Bone Tissue Engineering (BTE) in the field of RM develops alternative treatment options for treating bone defects. According to Arealis and Nikolaou (2015), BTE has four methods for creating bone grafts in vitro:

  1. 1.

    Printing a scaffold in which all other components will be loaded. Ideally, it should imitate the bone structure, reabsorb the fee that allows the native bone to fill the defect and at the same time protect and provide nutrients to the cellular components of the graft (osteoconduction);

  2. 2.

    The second component is the cells. They can be osteoblasts or pluripotent progenitor cells that differ from osteoblasts bone producers with osteogenic function;

  3. 3.

    For cells to proliferate and differentiate into osteoblasts, morphogenic or osteoinductive signs are needed.
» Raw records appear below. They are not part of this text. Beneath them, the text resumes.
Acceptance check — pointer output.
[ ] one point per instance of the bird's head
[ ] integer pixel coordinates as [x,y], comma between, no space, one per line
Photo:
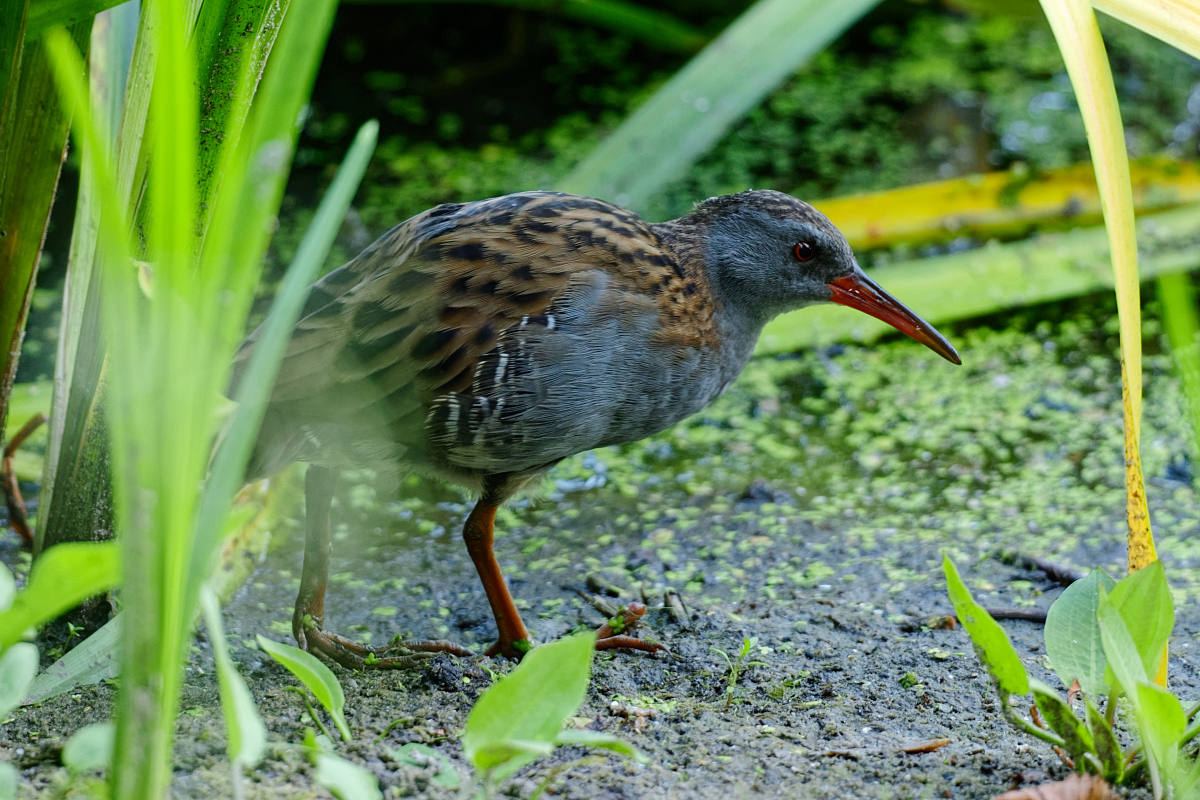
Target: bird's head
[766,252]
Protein bone morphogenetic (BMP) and similar inducing molecules are the third components required;

  4. 4.

    For the graft to develop and be incorporated in vivo, sufficient vascularization to meet the growing metabolic tissue is needed.

Therefore, a possibility of using scaffolds is their use on bone defect treatments (post-traumatic, congenital, or post-arthroplasty), with osteoconductive function. Currently, bioceramics such as HA and calcium phosphate—or even bioactive glass—are biomaterials for manufacturing porous structures, as they are highly biocompatible and biodegradable. However, the low mechanical strength is a major challenge, and most scaffolds are used only in unloaded regions (Wong et al. 2017). For reconstructing bone defects that require mechanical support such as long bone (femur, tibia) metal materials are used in scaffolds. The two more used are Ti alloy and tantalum (Ta) as bone trabecular metal to create a biomimetic structure that occupies the bone defect and allows scaffold cellularization (Tang et al. 2021).

Currently, research is underway to develop other types of natural and synthetic polymers, composites, and biomaterials used in 3D printed scaffolds for the treatment of bone defects. In the last years, scholars have made important progress in BTE technology concerning biomaterial development, bioprinting cells, and using of the bone bioreactor to promote viable substitutes to bone regeneration (Liang et al. 2021; Luo et al. 2020).